Dan, om half vier, klinkt de bel eindelijk. Amanda haast zich om de deur te openen en een figuur struikelt tegen haar aan. Hijgend probeert de vrouw weer overeind te komen. ‘Gaat het?’ vraagt Amanda.
‘Prima’, zegt de vrouw, om daarna een poging te doen de trap naar haar kamer te beklimmen. Nadat ze een paar keer gevallen is, geeft ze het op. De twee brengen de rest van de nacht samen door in de keuken. Ze zeggen weinig.
Overweeghuis
Amanda is vrijwilliger bij het Overweeghuis, dat tijdelijk onderdak biedt aan vrouwen die uit de prostitutie komen. De opvang geeft de vrouwen de kans om bij te komen en te beslissen of ze de overstap willen maken naar een meer normaal leven. Ze krijgen daarbij hulp van vrijwilligers die in diensten werken, zoals Amanda. Maar twee andere studenten, Maya en Lu, wonen permanent in het Overweeghuis in ruil voor een lage huur. Zij proberen de bewoonsters, die getraumatiseerd zijn door hun verleden, een gevoel van stabiliteit en continuïteit te geven.
Maya en Lu zijn al van kinds af aan vrienden en wilden altijd al samenwonen. Lu’s moeder hoorde dat er plek was voor studenten in het opvanghuis. ‘Het was een beetje alsof we solliciteerden op een baan’, zegt Lu. ‘Ik denk dat ze zeker wilden weten dat we gewone studenten waren met gewone studentenlevens.’
Sommige vrouwen zijn getraumatiseerd, dus mannen zijn meestal niet welkom
De droom om samen een huis te delen transformeerde in een soort sociaal project. Lu had meer een gezinssituatie verwacht. ‘Ik dacht dat we samen zouden eten en tv-kijken, de woonkamer-ervaring zeg maar.’ Maar de twee merkten al snel dat de vrouwen vaak liever in hun kamer blijven. ‘Als we afspreken dat we om half zeven eten, betekent dat niet dat er ook werkelijk mensen komen opdagen.’
Maya en Lu moeten zich aan strikte huisregels houden. De locatie van het opvanghuis moet geheim blijven, wat betekent dat ze niet onaangekondigd vrienden kunnen ontvangen. Mannen zijn meestal al helemaal niet welkom. ‘Sommige vrouwen zijn getraumatiseerd en als er mannen in huis zijn is dat een trigger voor ze’, zegt Maya. Een wild studentenfeestje thuis zit er ook niet in, want er mag geen alcohol in huis zijn. En ze moeten minstens vijf keer per week aanschuiven voor het diner.
Gewone ochtend
De ochtend na Amanda’s nachtdienst komt Maya de trap af, de keuken in, waar Amanda en de vrouw nog steeds aan tafel zitten. ‘Iemand koffie?’

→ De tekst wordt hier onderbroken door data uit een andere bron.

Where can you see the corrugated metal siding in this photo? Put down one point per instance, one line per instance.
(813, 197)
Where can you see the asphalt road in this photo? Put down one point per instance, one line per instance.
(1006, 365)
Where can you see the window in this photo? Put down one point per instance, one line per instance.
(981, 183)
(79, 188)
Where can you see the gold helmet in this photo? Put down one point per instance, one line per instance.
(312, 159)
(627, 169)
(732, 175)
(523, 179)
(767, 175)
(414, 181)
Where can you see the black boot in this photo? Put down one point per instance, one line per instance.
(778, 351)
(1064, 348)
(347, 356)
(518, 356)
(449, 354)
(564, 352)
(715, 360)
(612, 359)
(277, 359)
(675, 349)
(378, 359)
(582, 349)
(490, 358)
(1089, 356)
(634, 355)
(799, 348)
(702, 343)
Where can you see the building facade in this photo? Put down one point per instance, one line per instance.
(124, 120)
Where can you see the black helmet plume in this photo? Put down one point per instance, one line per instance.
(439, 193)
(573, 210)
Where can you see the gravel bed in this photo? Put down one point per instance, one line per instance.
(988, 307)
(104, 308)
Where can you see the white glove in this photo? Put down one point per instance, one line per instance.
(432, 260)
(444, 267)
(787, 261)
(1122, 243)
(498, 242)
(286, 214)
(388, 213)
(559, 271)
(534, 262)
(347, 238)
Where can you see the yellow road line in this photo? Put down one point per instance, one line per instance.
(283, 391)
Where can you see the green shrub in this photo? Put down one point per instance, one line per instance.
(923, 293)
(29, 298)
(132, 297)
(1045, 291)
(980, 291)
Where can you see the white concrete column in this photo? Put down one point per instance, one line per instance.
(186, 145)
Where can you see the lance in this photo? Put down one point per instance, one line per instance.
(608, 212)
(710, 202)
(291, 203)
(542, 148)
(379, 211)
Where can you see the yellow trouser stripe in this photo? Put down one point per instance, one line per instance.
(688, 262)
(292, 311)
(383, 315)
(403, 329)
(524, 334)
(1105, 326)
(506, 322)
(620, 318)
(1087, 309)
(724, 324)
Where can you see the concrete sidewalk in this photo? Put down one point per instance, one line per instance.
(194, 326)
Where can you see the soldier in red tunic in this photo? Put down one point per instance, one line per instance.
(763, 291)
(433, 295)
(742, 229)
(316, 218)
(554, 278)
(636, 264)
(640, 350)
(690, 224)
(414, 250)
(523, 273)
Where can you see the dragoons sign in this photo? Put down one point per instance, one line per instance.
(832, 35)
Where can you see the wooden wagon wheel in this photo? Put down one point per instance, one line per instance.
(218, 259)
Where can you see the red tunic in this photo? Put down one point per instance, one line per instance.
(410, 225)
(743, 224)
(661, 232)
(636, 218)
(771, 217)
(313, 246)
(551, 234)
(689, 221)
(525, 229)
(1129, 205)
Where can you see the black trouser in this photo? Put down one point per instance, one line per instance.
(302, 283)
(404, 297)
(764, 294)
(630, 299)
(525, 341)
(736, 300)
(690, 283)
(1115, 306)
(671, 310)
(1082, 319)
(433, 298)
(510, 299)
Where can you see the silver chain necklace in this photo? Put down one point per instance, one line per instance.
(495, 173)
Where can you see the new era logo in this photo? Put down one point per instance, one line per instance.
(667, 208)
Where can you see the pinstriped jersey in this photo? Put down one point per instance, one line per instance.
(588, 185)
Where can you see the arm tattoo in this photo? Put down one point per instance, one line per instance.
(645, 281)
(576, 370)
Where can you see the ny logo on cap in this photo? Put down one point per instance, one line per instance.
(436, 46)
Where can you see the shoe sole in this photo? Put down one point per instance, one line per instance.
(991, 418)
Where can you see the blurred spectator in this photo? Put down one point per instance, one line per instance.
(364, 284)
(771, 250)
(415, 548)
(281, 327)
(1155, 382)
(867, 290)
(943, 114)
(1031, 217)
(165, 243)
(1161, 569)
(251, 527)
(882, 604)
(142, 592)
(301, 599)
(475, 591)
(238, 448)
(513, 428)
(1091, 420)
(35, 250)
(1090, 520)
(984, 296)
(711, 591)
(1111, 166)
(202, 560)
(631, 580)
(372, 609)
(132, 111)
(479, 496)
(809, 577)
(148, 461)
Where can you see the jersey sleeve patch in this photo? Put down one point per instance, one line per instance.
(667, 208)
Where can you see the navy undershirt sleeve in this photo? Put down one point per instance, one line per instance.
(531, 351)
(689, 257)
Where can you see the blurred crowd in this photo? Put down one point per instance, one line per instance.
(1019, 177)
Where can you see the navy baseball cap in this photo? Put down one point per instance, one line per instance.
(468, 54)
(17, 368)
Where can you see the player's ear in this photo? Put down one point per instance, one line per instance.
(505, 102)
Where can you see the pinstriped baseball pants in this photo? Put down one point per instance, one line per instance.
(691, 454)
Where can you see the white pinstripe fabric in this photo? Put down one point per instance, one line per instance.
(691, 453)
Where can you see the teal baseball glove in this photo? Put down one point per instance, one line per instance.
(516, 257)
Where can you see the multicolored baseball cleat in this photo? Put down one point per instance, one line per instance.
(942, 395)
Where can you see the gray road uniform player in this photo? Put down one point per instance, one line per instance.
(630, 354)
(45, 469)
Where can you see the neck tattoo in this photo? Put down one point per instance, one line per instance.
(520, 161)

Even later schuift Lea, een van de andere bewoonsters, aan voor het ontbijt. ‘Ik ben niet zo spraakzaam ’s ochtends’, zegt ze, terwijl ze zich klaarmaakt voor haar nieuwe baan als caissière. Het is nog geen jaar geleden dat ze haar geld op straat verdiende als prostituee. Dat deed ze sinds haar vijftiende, toen haar drugsverslaafde oom haar aan een pooier verkocht.
Soms hoorde ik geschreeuw en gestamp midden in de nacht
Voor de studenten is dit een gewone ochtend. Maar ze moesten wel even aan wennen aan hun woonsituatie. ‘Vooral de eerste paar maanden waren heftig’, zegt Maya. ‘Ik stond een keer onder de douche en toen hoorde ik een vrouw tegen zichzelf praten met verschillende stemmen’, herinnert Lu zich. ‘Soms hoorde ik geschreeuw en gestamp midden in de nacht.’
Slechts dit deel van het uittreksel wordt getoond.